Neuropeptide Y (NPY) binds to a family of G-protein coupled receptors termed Y₁, Y₂, Y₃, Y₄, Y₅, and y₆. The use of various receptor subtype-selective agonists and antagonists has facilitated identification of the receptor subtypes responsible for mediating many of the biological effects of NPY. For example, the potent orexigenic activity of NPY is believed to be mediated by both the Y₁and Y₅ receptor subtypes. Several selective Y₅receptor agonists that stimulate food intake in rodents are available, but no selective Y₁ receptor agonist has been reported.
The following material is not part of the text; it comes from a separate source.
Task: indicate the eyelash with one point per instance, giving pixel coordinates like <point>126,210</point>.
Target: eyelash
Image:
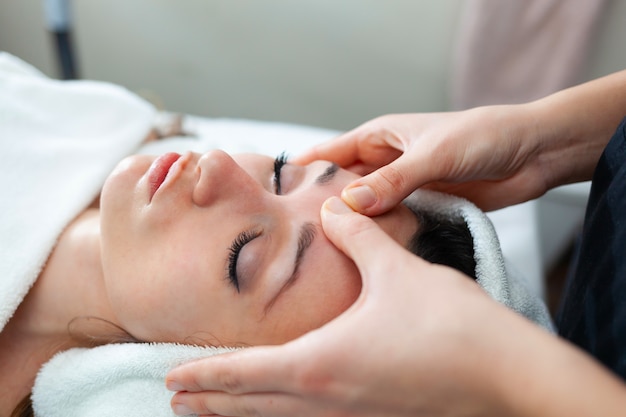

We have identified several NPY analogs that bind the NPY Y₁receptor with high affinity and exhibit full agonist activity, measured as inhibition of forskolin-stimulated cAMP production in cells expressing the cloned NPY Y₁ receptor. [d-Arg²⁵]-NPY, [d-His²⁶]-NPY, Des-AA^10–17[Cys^7,21,Pro³⁴]-NPY, Des-AA^11–18[Cys^7,21,d-Lys⁹(Ac)]-NPY, Des-AA^11–18[Cys^7,21,d-Lys⁹(Ac),Pro³⁴]-NPY, Des-AA^11–18[Cys^7,21,d-Lys⁹(Ac),d-His²⁶]-NPY and Des-AA^11–18[Cys^7,21,d-Lys⁹(Ac),d-His²⁶, Pro³⁴]-NPY bind the NPY Y₁ receptor with K_ivalues of 0.9 ± 0.2, 2.0 ± 0.3, 0.2 ± 0.05, 0.7 ± 0.1, 0.2 ± 0.01, 2.2 ± 0.3, and 1.2 ± 0.3 nM, respectively, and inhibit forskolin-stimulated cAMP production with EC₅₀ values of 0.2 ± 0.02, 0.5 ± 0.04, 0.3 ± 0.03, 0.5 ± 0.05, 0.4 ± 0.16, 5.3 ± 0.32, and 5.1 ± 0.97 nM, respectively. These peptides are highly selective for the NPY Y₁ receptor relative to the NPY Y₂, Y₄, and Y₅ receptors. [d-Arg²⁵]-NPY, [d-His²⁶]-NPY and Des-AA^11–18[Cys^7,21, d-Lys⁹(Ac),d-His²⁶,Pro³⁴]-NPY stimulate food intake dose-responsively in Long-Evans rats for at least 4 h after intracerebroventricular administration. Although the involvement of Y₁ receptors in several physiological activities, such as vasoconstriction and anxiolysis, remains to be investigated, adequate tools are now available.